Fabrication and characterization of an ultrasensitive humidity sensor based on metal oxide/graphene hybrid nanocomposite

This paper demonstrated a flexible humidity sensor based on tin dioxide/reduced graphene oxide (RGO) nanocomposite film. The humidity sensor was fabricated on a polyimide substrate with microelectrodes by using a facile one-step hydrothermal route. The hydrothermal synthesized SnO2 nanoparticles and SnO2/RGO hybrid nanostructures were characterized by scanning electron microscopy (SEM) and X-ray diffraction (XRD). The humidity sensing properties of the presented SnO2/RGO nano-hybrid sensor were investigated by exposing it to a broad humidity range of 11–97%RH at room temperature.

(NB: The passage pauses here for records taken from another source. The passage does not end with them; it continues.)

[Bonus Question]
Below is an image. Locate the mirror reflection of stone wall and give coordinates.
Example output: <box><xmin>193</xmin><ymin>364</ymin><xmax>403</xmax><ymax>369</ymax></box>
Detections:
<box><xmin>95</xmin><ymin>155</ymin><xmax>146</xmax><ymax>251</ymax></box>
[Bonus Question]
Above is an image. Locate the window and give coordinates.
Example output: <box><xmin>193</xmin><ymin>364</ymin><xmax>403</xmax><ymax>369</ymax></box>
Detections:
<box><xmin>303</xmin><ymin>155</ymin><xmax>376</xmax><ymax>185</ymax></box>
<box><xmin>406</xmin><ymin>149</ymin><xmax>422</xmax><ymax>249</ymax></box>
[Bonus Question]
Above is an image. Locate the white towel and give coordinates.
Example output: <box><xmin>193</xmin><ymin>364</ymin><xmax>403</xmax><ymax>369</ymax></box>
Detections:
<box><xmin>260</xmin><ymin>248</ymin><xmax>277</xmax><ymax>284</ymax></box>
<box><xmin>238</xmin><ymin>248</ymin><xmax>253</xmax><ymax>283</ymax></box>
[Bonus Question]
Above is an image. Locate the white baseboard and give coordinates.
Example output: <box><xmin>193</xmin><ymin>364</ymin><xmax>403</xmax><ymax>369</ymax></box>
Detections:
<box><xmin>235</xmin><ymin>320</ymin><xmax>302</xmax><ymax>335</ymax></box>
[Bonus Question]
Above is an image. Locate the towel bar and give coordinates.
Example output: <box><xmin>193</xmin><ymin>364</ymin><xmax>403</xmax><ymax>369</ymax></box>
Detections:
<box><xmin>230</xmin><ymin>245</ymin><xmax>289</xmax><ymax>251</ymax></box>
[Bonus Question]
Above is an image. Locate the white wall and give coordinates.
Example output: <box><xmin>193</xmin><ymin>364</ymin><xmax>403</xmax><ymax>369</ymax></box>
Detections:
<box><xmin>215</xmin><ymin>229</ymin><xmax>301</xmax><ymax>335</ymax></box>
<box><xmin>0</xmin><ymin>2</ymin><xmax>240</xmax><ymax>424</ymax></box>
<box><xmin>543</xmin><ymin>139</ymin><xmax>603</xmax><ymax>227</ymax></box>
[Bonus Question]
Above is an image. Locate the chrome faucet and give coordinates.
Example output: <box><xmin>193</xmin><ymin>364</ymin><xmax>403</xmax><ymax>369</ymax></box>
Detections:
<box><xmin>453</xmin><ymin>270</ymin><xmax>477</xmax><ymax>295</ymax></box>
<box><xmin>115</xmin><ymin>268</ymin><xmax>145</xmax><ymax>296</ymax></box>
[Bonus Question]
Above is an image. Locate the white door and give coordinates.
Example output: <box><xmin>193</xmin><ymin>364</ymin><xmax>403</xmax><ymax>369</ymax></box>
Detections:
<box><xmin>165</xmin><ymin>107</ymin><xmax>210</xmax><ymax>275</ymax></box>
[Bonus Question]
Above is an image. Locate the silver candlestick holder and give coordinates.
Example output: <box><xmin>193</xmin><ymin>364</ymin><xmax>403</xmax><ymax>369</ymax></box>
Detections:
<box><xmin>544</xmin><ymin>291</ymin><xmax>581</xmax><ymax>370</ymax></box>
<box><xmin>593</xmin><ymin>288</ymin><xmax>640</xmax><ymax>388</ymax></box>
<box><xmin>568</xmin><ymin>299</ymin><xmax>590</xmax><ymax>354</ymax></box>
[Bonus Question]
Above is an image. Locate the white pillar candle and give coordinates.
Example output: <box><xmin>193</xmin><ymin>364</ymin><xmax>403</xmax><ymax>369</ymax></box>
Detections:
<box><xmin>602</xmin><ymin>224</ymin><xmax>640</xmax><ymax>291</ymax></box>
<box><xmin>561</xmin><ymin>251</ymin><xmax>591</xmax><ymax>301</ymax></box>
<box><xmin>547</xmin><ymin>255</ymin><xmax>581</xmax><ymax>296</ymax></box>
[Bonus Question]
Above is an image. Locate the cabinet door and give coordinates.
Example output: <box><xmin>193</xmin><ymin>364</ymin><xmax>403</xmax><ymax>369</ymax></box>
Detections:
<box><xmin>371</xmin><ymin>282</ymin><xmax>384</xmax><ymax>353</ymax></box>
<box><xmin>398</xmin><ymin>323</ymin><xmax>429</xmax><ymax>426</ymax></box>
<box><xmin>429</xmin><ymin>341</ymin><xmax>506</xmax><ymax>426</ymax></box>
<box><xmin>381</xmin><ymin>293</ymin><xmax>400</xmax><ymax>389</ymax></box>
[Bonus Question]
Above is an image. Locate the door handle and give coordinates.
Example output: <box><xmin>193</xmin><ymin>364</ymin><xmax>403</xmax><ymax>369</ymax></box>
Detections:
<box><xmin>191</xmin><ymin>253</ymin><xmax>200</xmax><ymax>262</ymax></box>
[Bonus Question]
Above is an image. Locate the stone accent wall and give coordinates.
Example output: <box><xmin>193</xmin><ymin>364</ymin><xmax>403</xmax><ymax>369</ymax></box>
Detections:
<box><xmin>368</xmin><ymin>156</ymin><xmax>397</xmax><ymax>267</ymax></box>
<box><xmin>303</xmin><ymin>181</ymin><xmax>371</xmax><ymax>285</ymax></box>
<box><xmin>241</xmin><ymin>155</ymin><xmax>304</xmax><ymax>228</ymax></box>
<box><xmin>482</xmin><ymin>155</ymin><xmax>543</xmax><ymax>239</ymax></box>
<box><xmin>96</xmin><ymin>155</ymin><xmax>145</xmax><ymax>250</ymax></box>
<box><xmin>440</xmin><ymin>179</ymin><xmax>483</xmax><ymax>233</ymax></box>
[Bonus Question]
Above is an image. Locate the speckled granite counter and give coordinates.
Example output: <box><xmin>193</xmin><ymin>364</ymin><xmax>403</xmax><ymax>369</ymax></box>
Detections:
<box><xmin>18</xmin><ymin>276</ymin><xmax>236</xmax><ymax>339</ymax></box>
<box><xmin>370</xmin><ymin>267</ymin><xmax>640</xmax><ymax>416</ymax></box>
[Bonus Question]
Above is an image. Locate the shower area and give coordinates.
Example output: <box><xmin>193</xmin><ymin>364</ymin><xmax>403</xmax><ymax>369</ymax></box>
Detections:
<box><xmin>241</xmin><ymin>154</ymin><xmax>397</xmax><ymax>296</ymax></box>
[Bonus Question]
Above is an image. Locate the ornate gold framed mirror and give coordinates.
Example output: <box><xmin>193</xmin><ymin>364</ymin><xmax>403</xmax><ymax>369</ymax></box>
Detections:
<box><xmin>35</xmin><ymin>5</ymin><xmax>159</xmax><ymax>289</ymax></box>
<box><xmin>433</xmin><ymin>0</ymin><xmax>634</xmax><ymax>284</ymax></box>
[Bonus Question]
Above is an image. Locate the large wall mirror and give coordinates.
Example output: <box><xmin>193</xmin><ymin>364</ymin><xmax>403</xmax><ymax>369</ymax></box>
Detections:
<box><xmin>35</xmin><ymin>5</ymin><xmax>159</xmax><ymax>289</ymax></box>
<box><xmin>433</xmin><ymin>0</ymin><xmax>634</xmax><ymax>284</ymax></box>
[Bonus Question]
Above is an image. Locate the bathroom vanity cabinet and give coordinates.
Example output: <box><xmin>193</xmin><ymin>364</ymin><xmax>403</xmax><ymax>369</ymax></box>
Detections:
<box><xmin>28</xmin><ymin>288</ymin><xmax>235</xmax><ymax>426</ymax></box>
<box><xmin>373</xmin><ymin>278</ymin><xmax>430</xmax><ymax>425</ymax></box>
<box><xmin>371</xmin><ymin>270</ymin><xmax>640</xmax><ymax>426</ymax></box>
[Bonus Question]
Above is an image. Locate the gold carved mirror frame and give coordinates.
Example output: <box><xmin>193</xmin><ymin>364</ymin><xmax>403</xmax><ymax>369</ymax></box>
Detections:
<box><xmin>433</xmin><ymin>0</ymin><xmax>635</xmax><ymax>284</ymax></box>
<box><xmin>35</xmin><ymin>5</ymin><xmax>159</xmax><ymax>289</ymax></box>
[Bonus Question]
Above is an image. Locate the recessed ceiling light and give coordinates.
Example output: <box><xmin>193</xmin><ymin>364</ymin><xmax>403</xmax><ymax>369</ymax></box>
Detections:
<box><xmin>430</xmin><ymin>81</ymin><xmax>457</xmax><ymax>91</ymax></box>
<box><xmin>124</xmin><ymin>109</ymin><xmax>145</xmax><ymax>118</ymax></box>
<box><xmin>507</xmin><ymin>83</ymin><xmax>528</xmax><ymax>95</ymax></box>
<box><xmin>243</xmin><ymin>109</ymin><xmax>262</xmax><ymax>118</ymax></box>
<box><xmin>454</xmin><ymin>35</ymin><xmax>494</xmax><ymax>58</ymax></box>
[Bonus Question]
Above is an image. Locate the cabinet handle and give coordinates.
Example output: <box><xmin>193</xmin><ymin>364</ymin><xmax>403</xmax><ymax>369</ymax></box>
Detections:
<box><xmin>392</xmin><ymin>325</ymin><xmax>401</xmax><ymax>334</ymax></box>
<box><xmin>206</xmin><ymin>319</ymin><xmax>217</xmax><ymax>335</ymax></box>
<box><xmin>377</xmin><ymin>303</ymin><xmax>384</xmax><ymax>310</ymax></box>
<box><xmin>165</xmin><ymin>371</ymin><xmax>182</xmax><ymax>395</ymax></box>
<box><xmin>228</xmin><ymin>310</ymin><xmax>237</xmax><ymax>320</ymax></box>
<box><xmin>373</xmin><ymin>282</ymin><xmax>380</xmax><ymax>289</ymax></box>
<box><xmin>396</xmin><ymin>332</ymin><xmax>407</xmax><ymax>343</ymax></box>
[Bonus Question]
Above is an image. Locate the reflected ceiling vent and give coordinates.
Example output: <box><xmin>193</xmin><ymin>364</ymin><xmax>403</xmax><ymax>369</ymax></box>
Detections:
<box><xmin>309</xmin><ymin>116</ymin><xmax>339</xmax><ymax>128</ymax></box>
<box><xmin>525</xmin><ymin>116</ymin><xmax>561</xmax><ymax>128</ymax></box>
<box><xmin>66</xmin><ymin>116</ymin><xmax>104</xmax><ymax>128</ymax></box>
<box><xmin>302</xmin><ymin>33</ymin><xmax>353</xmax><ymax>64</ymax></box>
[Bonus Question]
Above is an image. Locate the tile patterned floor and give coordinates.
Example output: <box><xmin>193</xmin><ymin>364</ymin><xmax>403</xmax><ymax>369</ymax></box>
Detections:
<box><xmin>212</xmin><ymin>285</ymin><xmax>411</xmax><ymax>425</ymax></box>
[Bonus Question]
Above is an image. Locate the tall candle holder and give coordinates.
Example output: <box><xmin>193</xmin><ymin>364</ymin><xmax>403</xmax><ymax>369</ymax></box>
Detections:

Compared with traditional humidity sensors, the SnO2 modified graphene sensor demonstrated an ultrahigh sensitivity and a rapid response/recovery characteristic over a full humidity range measurement, highlighting the unique advantages of hydrothermal synthesis for sensors fabrication. Finally, the possible humidity sensing mechanism of the proposed sensor was discussed by using complex impedance spectra and bode diagrams. These observed results demonstrate that RGO modified with metal oxide is promising nanomaterials for constructing high performance humidity sensors in widespread applications.